The community-focused process is especially fruitful in pastoral New England, which has a higher proportion of small operators and family farms than anywhere else in the country. The region doesn’t have a single representative in the U.S. Department of Agriculture’s top 10 agriculture-producing states. “You’re never going to convince really large farmers to get away from the monoculture of planting 1,000 acres of corn,” says Greg Noden, USDA farm operations manager in Geneva, New York. But for a midsize or beginning farmer, it’s a viable shift. And that class of farmer, Noden adds, is “more prevalent in the Northeast than anywhere else.”
There are financial benefits for those who change up the typical farming equation. “If you can get people greens in December, not only will you have plenty of demand but you will be able to charge a premium,” says Jim Hafner, executive director of the Keene, New Hampshire–based nonprofit Land for Good. “That’s why you also see people moving into non-land-based farming, such as hydroponics.”
Advances in vertical farming have made hydroponics — farming without soil — even more effective. One study published in Food and Energy Security last year showed that vertical farms could produce almost 14 times as much lettuce per acre as conventional farms. Growers adopting high tunneling, in which crops are encased in semicircular plastic mini-greenhouses, can prolong the growing season. And some high-tunneling setups are designed to collect rainfall and irrigate the crops within. Bonus points: They are 40 to 60 percent cheaper per square foot than greenhouses and are passively heated, which means lower energy costs.
There are certainly obstacles for those looking to brave the harsh winters. Those CSAs are often limited to hardier crops, such as mushrooms, herbs and root vegetables. Such crops need to stay dry, and storage or packing can be difficult: The Yentes’ products sometimes freeze on the coldest of days. And some attempted CSAs have been scuttled by complications from the nontraditional season, according to a report from the Portland Press Herald: In one case, a bacon-and-sausage deal from a Durham ranch fell victim to “equipment and labeling issues,” while a Rockland-area winery’s marketing attempt was felled by liquor laws when it tried to start a meat, cheese, bread and wine delivery service using a horse-drawn wagon.

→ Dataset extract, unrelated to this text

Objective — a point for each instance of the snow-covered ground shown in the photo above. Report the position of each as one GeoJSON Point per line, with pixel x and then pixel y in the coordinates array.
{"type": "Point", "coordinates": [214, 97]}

Still, interest in winter crops remains high, and farmers are capitalizing. In September, as Alprilla Farm’s Courser walks out of the Common Ground Country Fair — a massive weekend farming festival that annually attracts thousands to rural central Maine — a friend approaches and asks if her new CSA has any shares left. Nope, all 85 slots are filled. Demand is sky-high, Courser later says: “We’re even getting a lot of other gardeners and farmers signing up, because they don’t have storage themselves.”